Thursday 11 March 2010

Kuwait Researchers - Conventional Oil Peak 2014


A new paper titled 'Forecasting World Crude Oil Production Using Multicyclic Hubbert Model'  in the journal Energy & Fuels by Ibrahim Sami Nashawi, Adel Malallah and Mohammed Al-Bisharah of Kuwait University and Kuwait Oil company shows a new analysis of World oil peak production for conventional oil. Their estimate for peak of conventional oil is 2014. Their implied world production decline rate is somewhere in the vicinity of 2.6% p.a.

World Oil production peak and cumulative estimates

Conventional is important, as it accounts for roughly 80% of the world's oil production. No known alternative, whether unconventional, biofuels or natural gas liquids can fill the gap left behind by conventional oil depletion.

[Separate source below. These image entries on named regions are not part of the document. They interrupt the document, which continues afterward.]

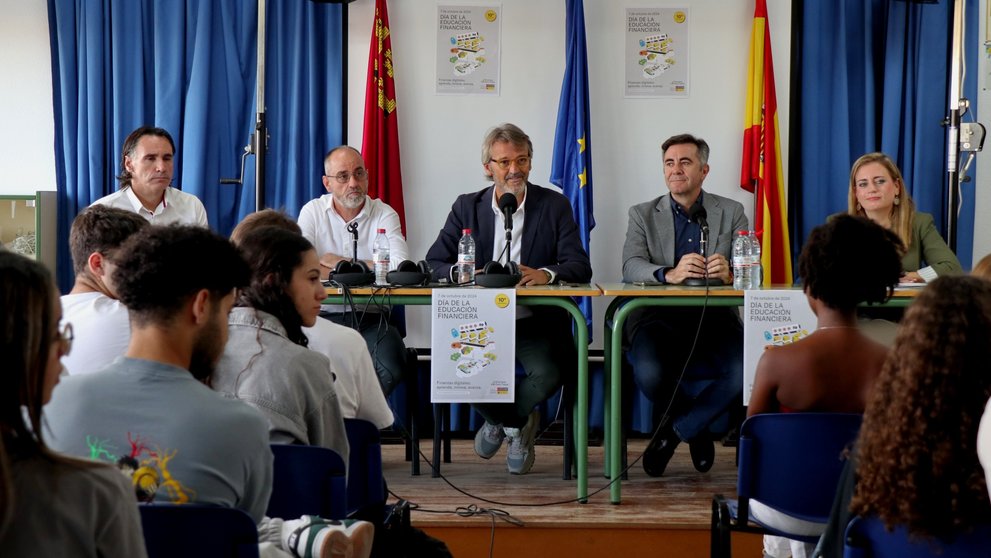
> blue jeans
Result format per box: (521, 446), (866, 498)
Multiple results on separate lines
(472, 309), (578, 428)
(627, 308), (743, 441)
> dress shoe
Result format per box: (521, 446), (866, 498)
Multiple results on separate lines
(688, 435), (716, 473)
(640, 428), (681, 477)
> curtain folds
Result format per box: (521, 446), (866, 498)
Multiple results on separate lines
(48, 0), (343, 289)
(792, 0), (979, 268)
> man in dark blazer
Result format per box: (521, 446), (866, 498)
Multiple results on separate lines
(623, 134), (748, 476)
(426, 124), (592, 474)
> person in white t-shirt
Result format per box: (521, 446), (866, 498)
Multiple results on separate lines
(62, 205), (148, 375)
(231, 209), (394, 429)
(299, 145), (409, 395)
(93, 126), (209, 227)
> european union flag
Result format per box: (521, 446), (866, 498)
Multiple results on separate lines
(551, 0), (595, 341)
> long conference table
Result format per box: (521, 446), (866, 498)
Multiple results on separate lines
(325, 283), (920, 504)
(598, 283), (921, 504)
(324, 284), (602, 504)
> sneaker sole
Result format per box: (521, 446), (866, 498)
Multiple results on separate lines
(506, 411), (540, 475)
(348, 521), (375, 558)
(475, 427), (505, 459)
(320, 531), (354, 558)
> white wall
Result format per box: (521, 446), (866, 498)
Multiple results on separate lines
(348, 0), (791, 347)
(0, 0), (55, 195)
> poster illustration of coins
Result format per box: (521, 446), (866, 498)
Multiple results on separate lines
(430, 288), (516, 403)
(624, 8), (690, 97)
(436, 5), (502, 95)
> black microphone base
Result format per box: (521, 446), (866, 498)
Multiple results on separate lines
(682, 277), (725, 287)
(475, 273), (523, 289)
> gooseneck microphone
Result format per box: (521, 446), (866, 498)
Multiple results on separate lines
(348, 221), (358, 263)
(496, 192), (519, 264)
(685, 200), (723, 286)
(688, 202), (709, 257)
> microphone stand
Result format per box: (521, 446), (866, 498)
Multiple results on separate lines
(348, 223), (358, 263)
(684, 224), (723, 287)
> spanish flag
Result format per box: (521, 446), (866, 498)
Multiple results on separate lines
(740, 0), (792, 285)
(360, 0), (406, 234)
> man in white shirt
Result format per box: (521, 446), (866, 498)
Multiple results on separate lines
(62, 205), (148, 375)
(299, 145), (409, 395)
(231, 209), (393, 429)
(93, 126), (208, 227)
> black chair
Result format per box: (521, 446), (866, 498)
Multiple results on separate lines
(710, 413), (861, 558)
(344, 419), (386, 518)
(138, 503), (258, 558)
(266, 444), (354, 519)
(843, 517), (991, 558)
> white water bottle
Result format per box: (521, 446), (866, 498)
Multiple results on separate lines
(747, 231), (764, 289)
(372, 229), (389, 285)
(456, 229), (475, 285)
(733, 231), (753, 291)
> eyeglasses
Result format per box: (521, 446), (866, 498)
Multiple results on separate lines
(489, 157), (530, 170)
(52, 322), (75, 356)
(325, 169), (368, 184)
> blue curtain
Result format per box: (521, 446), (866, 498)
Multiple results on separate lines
(48, 0), (343, 289)
(792, 0), (979, 268)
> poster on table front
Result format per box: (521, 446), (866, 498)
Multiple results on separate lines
(743, 289), (816, 405)
(430, 289), (516, 403)
(623, 8), (690, 97)
(436, 5), (502, 95)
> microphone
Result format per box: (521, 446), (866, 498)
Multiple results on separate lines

Four years to peak is also significant, as we know from previous studies that a proper precautionary crash course mitigation program for peak oil would take roughly 20 years. That is, 20 years before the peak, which is now forecast to be within four years by the Kuwaiti researchers.

"Forecasting is not accomplished by consulting a crystal ball or a mystic of some sort, but by appraising the past, inspecting present conditions, and projecting these into the future based on the best available information."
Their decline rate, while optimistic by historical accounts, is a sigh of semi-relief. If true, it'd mean a much less of a downslope of production loss than imagined by many other authors. This would give the world more time to adjust in an ordered manner. However, based on the decline rates of real fields in the world, driven by the best technology, their estimate of seems fairly optimistic. If the true decline rate is three times as high as it seems likely, it remains very unlikely that any society, except the oil exporting nations within yet-to-peak faction of OPEC have any time to structurally adjust to the change. 

Why is this information still not on the front page of every newspaper on earth? Because it is bad news, it's abstract, it can always be denied due to commercial/geo-political reasons, and people just do not understand the ramifications of oil peak.

For people writing about oil depletion finding supportive research can always feel rather schizophrenic. One one hand it is easy to feel vindicated about years of work of trying to get others to understand. On the other hand it is evident that people still do not get it and would rather just stick their head in the sand. This implies that on the average we all deserve what's coming to us.

Yet, four years is a long time. One can still do a lot of things personally in that time, even though it is very unlikely to change the big picture for all of us. It can also whizz by in an instant, depending on the choices one makes.

If you knew for sure that you had roughly four years before the slow decay really starts to kick in and turn a lot of good things into mush, then the only relevant question remaining is this:

What would you do if you had 4 years to prepare?